Primary hyperoxalurias (PH) are inborn errors in the metabolism of glyoxalate and oxalate with recessive autosomal transmission. As a result, an increased endogenous production of oxalate leads to exessive urinary oxalate excretion. PH type 1, the most common form, is due to a deficiency of the peroxisomal enzyme alanine: Glyoxylate aminotransferase (AGT) in the liver. PH type 2 is due to the deficiency of the glyoxylate reductase/hydroxypyruvate réductase, present in the cytosol of hepatocytes and leucocytes. PH type 3 is linked to the gene HOGA1, encoding a mitochondrial enzyme, the 4-hydroxy-2-oxo-glutarate aldolase. Recurrent urolithiaisis and nephrocalcinosis are the markers of the disease. As a result, a progressive dysfunction of the kidneys is commonly observed. At the stage of severe chronic kidney disease, plasma oxalate increase leads to a systemic oxalosis.

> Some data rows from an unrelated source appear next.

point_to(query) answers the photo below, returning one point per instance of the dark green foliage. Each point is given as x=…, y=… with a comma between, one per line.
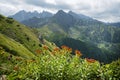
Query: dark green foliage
x=8, y=50
x=10, y=21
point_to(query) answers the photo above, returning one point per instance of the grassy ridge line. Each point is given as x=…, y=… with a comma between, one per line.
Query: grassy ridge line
x=19, y=33
x=18, y=48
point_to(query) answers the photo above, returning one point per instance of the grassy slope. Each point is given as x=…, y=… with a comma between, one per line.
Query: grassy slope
x=19, y=33
x=14, y=47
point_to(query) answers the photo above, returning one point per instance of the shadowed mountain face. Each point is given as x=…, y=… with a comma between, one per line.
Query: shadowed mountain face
x=94, y=38
x=23, y=15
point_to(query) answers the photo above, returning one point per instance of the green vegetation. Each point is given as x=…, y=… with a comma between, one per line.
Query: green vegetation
x=14, y=47
x=19, y=33
x=58, y=64
x=24, y=57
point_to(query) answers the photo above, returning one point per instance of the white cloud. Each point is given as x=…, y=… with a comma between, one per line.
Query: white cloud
x=105, y=10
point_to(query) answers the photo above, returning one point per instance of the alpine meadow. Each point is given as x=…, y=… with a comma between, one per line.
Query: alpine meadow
x=59, y=40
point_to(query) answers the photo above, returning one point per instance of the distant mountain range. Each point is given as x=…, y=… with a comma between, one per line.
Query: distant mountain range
x=23, y=15
x=95, y=39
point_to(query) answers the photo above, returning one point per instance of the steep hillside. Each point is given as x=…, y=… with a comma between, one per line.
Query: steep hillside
x=83, y=28
x=19, y=33
x=14, y=48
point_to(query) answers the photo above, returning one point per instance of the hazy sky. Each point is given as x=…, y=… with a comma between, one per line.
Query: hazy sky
x=104, y=10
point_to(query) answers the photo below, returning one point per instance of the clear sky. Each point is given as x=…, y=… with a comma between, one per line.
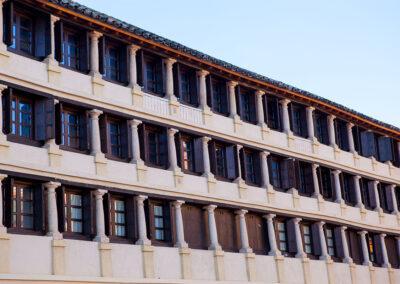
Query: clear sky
x=345, y=50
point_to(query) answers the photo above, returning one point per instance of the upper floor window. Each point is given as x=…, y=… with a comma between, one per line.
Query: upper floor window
x=304, y=178
x=330, y=241
x=246, y=104
x=190, y=153
x=75, y=213
x=347, y=187
x=321, y=127
x=154, y=146
x=273, y=112
x=217, y=94
x=26, y=31
x=113, y=60
x=342, y=138
x=71, y=127
x=307, y=238
x=281, y=236
x=160, y=221
x=151, y=72
x=185, y=84
x=325, y=182
x=223, y=160
x=298, y=119
x=281, y=172
x=114, y=137
x=27, y=118
x=250, y=165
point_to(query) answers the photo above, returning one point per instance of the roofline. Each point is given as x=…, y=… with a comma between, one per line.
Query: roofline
x=144, y=37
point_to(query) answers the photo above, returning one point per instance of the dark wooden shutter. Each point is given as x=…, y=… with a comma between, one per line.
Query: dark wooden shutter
x=60, y=193
x=316, y=243
x=107, y=205
x=176, y=73
x=368, y=143
x=59, y=40
x=84, y=49
x=8, y=12
x=6, y=100
x=238, y=95
x=39, y=208
x=372, y=197
x=388, y=195
x=198, y=155
x=125, y=140
x=213, y=160
x=84, y=141
x=231, y=160
x=337, y=234
x=291, y=236
x=377, y=248
x=42, y=35
x=194, y=226
x=40, y=119
x=58, y=122
x=141, y=68
x=102, y=55
x=103, y=133
x=130, y=218
x=209, y=88
x=88, y=208
x=124, y=64
x=7, y=186
x=49, y=119
x=385, y=149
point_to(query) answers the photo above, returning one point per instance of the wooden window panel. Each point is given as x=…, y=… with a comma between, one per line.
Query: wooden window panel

Diagnostic is often delayed and it based on stone analysis, cristalluria, oxaluria determination and DNA analysis. Early initiation of conservative treatment including high fluid intake and long-term co-administration of inhibitors of calcium oxalate crystallization and pyridoxine, could efficiently prevent end stage renal disease. In end stage renal failure, a combined liver-kidney transplantation corrects the enzyme defect.

Keywords: Hyperoxalurie primaire; Lithiase rénale; Nephrocalcinosis; Néphrocalcinose; Oxalate; Primary hyperoxaluria; Urolithiasis.